Ces maisons d’art ont besoin du soutien du gouvernement et de certaines organisations publiques, ce qui n’arrive pas assez au Japon.
Pensez-vous que le cinéma asiatique obtient la reconnaissance mondiale qu’il mérite ?
Par rapport à il y a vingt ou trente ans, ils reçoivent certainement plus d’attention. Dans les trois grands festivals de cinéma, de nombreux films asiatiques sont désormais projetés. Dans le passé, il y avait des moments où un seul cinéaste représentatif de chaque pays asiatique était présenté : Kurosawa du Japon, Satyajit Ray de l’Inde. Maintenant, de nombreux cinéastes sont présentés. Et beaucoup remportent des prix. Pour en revenir à ce que je disais tout à l’heure sur les thèmes communs auxquels l’humanité est confrontée, les films asiatiques s’en sortent mieux que les films européens ou américains en termes d’introduction des enjeux. Et pour cette raison, ils sont plus remarqués qu’avant. Cela dit, le système de distribution commerciale est encore très axé sur les films américains et européens. Ainsi, à cet égard, le streaming pourrait être utile pour présenter des films relativement inconnus réalisés dans des pays moins connus.

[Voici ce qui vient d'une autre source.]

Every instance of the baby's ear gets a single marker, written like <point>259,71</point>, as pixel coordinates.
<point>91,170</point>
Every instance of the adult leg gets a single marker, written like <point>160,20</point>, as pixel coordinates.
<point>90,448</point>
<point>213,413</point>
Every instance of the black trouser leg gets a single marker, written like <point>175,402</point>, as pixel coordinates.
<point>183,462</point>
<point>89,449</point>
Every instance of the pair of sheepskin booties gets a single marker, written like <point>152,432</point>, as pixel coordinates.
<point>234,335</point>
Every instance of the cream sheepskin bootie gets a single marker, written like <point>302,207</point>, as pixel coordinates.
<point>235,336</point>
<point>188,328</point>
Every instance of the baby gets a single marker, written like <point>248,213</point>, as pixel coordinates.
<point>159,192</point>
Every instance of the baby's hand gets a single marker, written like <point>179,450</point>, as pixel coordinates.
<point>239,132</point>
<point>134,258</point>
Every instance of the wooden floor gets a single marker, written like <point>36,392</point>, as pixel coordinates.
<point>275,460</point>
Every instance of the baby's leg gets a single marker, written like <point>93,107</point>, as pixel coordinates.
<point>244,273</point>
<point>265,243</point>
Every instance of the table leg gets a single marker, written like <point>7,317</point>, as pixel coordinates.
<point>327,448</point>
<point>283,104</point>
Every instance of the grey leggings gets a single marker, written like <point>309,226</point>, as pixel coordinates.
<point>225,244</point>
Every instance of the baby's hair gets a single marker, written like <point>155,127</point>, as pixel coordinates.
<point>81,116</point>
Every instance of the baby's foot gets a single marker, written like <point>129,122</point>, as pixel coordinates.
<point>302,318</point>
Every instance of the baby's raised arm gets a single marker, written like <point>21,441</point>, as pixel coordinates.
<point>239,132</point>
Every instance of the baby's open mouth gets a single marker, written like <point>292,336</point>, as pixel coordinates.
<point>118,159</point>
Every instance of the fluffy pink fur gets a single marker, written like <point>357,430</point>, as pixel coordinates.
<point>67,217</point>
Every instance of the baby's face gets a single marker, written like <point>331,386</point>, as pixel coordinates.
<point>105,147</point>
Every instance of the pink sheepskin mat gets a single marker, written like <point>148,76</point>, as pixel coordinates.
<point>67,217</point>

Le festival de Tokyo est co-organisateur des Asian Film Awards, mais les prix n’ont pas eu lieu cette année.
Ils continueront. Ils sont coparrainés par les festivals du film de Hong Kong, Busan et Tokyo. Et je suis au conseil d’administration. En raison de la pandémie, certaines activités sont devenues irrégulières. Mais ils seront redémarrés l’année prochaine.